SG-Reg: Generalizable and Efficient Scene Graph Registration

TL;DR

SG-Reg addresses global registration of semantic scene graphs under real-world noise and cross-domain shifts. It encodes multi-modal node features (semantic label, local topology via a triplet descriptor, and shape) and performs coarse-to-fine matching followed by a robust pose estimator based on $G3Reg$ to estimate the $4$-DoF transformation between graphs. Its self-supervised data generation via FM-Fusion reduces reliance on ground-truth semantic annotations and enhances cross-domain generalization, achieving higher registration recall and lower bandwidth than image- and point-cloud-based baselines across 3RScan, ScanNet, and two-agent SLAM benchmarks. The approach delivers a sparse, efficient representation and robust registration in challenging indoor environments, enabling practical multi-agent semantic SLAM with limited communication.

Abstract

This paper addresses the challenges of registering two rigid semantic scene graphs, an essential capability when an autonomous agent needs to register its map against a remote agent, or against a prior map. The hand-crafted descriptors in classical semantic-aided registration, or the ground-truth annotation reliance in learning-based scene graph registration, impede their application in practical real-world environments. To address the challenges, we design a scene graph network to encode multiple modalities of semantic nodes: open-set semantic feature, local topology with spatial awareness, and shape feature. These modalities are fused to create compact semantic node features. The matching layers then search for correspondences in a coarse-to-fine manner. In the back-end, we employ a robust pose estimator to decide transformation according to the correspondences. We manage to maintain a sparse and hierarchical scene representation. Our approach demands fewer GPU resources and fewer communication bandwidth in multi-agent tasks. Moreover, we design a new data generation approach using vision foundation models and a semantic mapping module to reconstruct semantic scene graphs.
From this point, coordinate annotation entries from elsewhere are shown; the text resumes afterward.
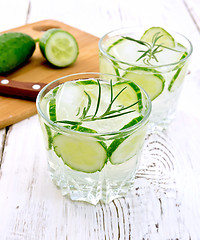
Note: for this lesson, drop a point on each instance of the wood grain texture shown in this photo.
(37, 70)
(164, 204)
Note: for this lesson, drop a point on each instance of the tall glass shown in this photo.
(161, 78)
(85, 164)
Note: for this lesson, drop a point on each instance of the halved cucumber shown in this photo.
(166, 39)
(150, 80)
(178, 76)
(79, 153)
(122, 149)
(130, 95)
(59, 47)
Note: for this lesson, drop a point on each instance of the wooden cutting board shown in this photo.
(37, 70)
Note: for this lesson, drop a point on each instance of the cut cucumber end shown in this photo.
(132, 94)
(59, 47)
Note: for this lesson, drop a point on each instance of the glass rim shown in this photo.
(190, 50)
(66, 130)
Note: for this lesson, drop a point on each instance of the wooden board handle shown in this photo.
(24, 90)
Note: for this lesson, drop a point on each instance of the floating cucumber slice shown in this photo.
(150, 80)
(52, 105)
(124, 50)
(59, 47)
(108, 66)
(130, 95)
(178, 76)
(122, 149)
(79, 153)
(166, 39)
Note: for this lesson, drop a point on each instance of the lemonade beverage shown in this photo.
(94, 128)
(154, 59)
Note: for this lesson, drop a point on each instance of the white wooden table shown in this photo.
(165, 202)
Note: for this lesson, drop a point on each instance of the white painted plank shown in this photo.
(164, 202)
(193, 7)
(13, 13)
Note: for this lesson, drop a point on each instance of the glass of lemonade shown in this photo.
(154, 59)
(94, 127)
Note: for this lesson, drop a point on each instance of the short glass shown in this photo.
(89, 165)
(161, 80)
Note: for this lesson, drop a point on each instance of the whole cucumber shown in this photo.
(15, 49)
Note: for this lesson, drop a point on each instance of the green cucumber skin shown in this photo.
(15, 49)
(176, 74)
(44, 39)
(136, 89)
(150, 70)
(114, 145)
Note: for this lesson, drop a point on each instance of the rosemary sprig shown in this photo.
(152, 48)
(109, 112)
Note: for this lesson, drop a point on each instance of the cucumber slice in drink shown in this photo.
(131, 94)
(150, 80)
(166, 39)
(178, 76)
(59, 47)
(108, 66)
(80, 154)
(122, 149)
(124, 50)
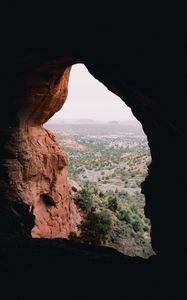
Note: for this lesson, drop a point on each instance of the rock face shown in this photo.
(35, 166)
(136, 56)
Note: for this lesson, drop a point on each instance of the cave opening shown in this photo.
(108, 159)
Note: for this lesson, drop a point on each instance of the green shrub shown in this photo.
(112, 203)
(84, 200)
(95, 227)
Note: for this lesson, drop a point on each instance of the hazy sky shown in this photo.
(90, 99)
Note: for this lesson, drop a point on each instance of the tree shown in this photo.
(112, 203)
(95, 227)
(84, 200)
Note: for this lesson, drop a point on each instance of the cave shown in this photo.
(140, 64)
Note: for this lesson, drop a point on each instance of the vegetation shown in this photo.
(109, 171)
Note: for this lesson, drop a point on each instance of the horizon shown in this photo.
(88, 98)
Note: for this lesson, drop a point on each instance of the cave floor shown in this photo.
(62, 269)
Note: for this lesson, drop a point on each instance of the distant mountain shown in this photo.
(88, 121)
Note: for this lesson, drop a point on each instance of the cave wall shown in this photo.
(33, 164)
(138, 58)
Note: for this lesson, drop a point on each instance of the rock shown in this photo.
(35, 166)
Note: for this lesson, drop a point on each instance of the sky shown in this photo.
(90, 99)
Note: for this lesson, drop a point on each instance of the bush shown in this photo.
(124, 215)
(112, 203)
(84, 200)
(95, 227)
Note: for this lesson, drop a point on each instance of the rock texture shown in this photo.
(137, 56)
(35, 166)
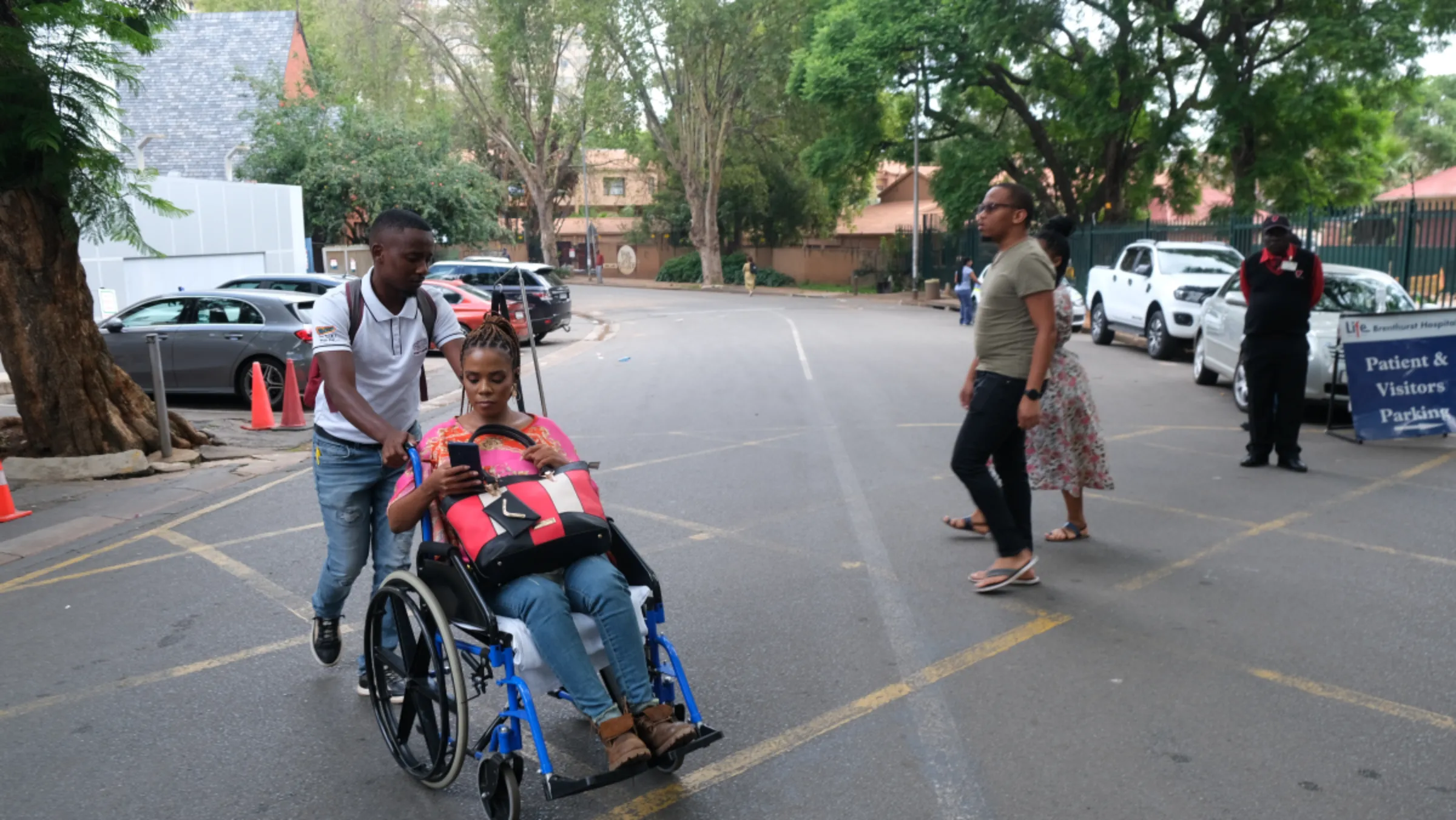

It differs significantly from previous works, which rely on ground-truth semantic annotations to generate data. We validate our method in a two-agent SLAM benchmark. It significantly outperforms the hand-crafted baseline in terms of registration success rate. Compared to visual loop closure networks, our method achieves a slightly higher registration recall while requiring only 52 KB of communication bandwidth for each query frame. Code available at: \href{http://github.com/HKUST-Aerial-Robotics/SG-Reg}{http://github.com/HKUST-Aerial-Robotics/SG-Reg}.

Figures (17)

• Figure 1: Register the semantic scene graphs in the two-agent SLAM system. (a) Captured RGB-D sequences from the two agents in a real-world indoor scene. The two agents move in an opposite direction, creating a large viewpoint difference between their cameras. (b) Visualization of the matched nodes between the semantic scene graphs, which are from the two agents. The scene graphs are constructed using FM-Fusionliu2024fmfusion. The zoomed subvolume showcases examples of inconsistent semantic nodes. For better visualization, only a subset of the semantic labels is displayed. (c) Registration result.
• Figure 2: Our system overview. We denote the encoded node features as ${}^l\mathbf{X}^{A/B}$, where its layer index $l \in \{0,1,2\}$.
• Figure 3: Visualization of a semantic scene graph from ScanNet scene0025_00. Each node's point cloud is distinctly colored. For node $\mathbf{v}_i$, we illustrate one of its triplet. Additionally, the implicit features derived from $\mathbf{v_i}$ are displayed.
• Figure 4: Visualization of the shape network structure and its point aggregation kernels. Point backbone uses grid sub-sampling to decide aggregation kernels, which are small and dense. Shape backbone following instance segmentation to create aggregation kernels, which are large and sparse.
• Figure 5: Two agent SLAM system structure. Module marked with * runs in offline.